Central Huijin to issue RMB187.5 bonds
Earnings of sovereign wealth fund’s first bond sale to be used for Export-Import Bank of China.
Central Huijin Investment Co., the state company that controls China’s biggest banks, plans to sell 187.5 billion yuan ($28 billion) of bonds to bolster its stakes in the lenders.
The domestic arm of the nation’s sovereign wealth fund, China Investment Corp., will sell 40 billion yuan in the first portion Aug. 24 on the interbank market, it said in a statement on Thursday on the website of Chinabond, the official clearinghouse.
The money will be used for Export-Import Bank of China, which provides trade financing on behalf of the government, and China Export and Credit Insurance Corp., known as Sinosure. Huijin will also participate in the rights offerings of China’s three largest banks, Industrial & Commercial Bank of China Ltd., China Construction Bank Corp. and Bank of China Ltd. They have announced plans to raise as much as 180 billion yuan through rights offers.
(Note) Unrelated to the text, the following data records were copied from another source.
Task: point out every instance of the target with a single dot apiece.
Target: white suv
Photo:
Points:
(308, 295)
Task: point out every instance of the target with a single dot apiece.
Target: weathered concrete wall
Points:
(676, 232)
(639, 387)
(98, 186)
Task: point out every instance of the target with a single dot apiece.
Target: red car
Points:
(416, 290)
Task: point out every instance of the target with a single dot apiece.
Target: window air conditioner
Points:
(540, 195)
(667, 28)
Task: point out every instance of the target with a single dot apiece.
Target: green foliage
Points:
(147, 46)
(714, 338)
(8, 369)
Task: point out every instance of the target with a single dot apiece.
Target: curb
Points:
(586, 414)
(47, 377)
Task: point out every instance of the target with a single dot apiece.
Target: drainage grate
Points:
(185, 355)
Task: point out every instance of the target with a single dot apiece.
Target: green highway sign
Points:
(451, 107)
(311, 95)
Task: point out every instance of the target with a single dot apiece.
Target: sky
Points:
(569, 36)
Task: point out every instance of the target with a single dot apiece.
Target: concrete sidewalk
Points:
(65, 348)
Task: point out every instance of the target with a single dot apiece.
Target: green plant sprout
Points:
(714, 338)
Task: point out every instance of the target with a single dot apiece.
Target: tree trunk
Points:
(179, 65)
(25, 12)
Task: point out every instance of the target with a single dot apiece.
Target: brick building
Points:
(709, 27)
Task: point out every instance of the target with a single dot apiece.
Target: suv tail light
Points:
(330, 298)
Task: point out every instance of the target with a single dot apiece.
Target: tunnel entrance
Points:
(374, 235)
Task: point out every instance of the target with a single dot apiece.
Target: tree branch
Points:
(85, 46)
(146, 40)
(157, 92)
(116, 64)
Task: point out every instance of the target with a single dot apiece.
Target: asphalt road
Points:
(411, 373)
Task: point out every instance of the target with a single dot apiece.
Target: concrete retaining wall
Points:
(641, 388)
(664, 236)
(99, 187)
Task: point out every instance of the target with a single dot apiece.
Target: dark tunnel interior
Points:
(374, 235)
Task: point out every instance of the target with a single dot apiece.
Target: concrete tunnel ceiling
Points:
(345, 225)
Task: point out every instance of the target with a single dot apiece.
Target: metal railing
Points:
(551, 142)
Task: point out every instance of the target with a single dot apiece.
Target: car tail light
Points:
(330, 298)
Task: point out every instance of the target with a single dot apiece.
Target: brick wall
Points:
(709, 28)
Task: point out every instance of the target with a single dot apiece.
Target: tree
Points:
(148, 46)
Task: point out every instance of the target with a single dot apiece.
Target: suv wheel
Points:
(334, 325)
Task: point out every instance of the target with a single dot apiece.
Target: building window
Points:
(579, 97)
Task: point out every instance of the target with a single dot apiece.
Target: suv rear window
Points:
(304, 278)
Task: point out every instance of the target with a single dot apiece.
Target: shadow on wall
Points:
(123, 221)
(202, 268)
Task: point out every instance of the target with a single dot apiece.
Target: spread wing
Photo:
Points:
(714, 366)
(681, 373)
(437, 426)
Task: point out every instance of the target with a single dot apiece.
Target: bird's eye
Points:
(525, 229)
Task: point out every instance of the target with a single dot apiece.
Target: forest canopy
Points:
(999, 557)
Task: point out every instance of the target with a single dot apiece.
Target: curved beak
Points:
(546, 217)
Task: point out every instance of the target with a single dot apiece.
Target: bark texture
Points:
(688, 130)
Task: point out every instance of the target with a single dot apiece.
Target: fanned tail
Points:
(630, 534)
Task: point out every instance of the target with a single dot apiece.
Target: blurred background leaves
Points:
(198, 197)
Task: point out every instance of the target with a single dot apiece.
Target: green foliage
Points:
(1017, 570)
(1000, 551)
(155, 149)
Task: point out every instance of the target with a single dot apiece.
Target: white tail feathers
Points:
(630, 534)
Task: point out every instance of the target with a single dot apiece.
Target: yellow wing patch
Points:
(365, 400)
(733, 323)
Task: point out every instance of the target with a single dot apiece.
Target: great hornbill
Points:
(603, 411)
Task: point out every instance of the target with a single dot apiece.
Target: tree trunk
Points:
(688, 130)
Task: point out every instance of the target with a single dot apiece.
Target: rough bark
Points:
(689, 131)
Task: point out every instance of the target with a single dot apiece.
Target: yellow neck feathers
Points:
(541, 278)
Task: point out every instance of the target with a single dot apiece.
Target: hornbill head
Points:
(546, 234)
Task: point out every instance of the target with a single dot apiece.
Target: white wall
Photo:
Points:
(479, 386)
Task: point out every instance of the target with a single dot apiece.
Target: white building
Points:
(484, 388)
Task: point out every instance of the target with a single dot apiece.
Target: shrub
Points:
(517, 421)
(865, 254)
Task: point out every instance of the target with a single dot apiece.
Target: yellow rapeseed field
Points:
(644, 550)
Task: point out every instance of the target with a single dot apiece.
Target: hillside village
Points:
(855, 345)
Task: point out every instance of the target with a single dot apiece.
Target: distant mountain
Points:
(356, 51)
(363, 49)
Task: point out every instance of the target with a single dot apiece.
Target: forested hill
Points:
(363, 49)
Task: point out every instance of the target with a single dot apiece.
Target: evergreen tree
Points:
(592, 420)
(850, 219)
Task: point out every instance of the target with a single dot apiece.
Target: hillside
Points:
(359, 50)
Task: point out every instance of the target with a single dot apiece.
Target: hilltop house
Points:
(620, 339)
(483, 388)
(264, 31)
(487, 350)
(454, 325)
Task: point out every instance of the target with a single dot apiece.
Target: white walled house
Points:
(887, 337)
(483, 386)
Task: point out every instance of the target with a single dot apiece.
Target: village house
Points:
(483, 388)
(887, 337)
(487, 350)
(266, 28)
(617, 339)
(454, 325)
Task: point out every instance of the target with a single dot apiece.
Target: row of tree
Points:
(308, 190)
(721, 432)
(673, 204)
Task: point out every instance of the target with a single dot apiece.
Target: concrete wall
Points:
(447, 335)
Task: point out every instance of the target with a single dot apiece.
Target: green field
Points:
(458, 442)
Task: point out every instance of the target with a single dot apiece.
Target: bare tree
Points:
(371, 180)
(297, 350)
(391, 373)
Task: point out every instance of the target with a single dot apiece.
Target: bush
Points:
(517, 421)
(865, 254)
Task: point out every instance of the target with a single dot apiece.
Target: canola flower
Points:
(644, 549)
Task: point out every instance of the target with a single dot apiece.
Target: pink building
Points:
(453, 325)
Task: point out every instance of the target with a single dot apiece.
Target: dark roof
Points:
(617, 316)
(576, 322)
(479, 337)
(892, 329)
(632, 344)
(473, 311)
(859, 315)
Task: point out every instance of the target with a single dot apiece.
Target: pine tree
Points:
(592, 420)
Selling bonds is a first for Huijin, which was set up in 2003 and used the nation’s currency reserves to prop up ICBC and Bank of China.
The first tranche will consist of 20 billion yuan in seven- year fixed-rate notes and 20 billion yuan in 20-year fixed-rate bonds, Huijin said. It has the option to increase the total amount by 14 billion yuan, including up to 6 billion yuan in the seven-year notes, and 8 billion yuan in the longer-dated debt.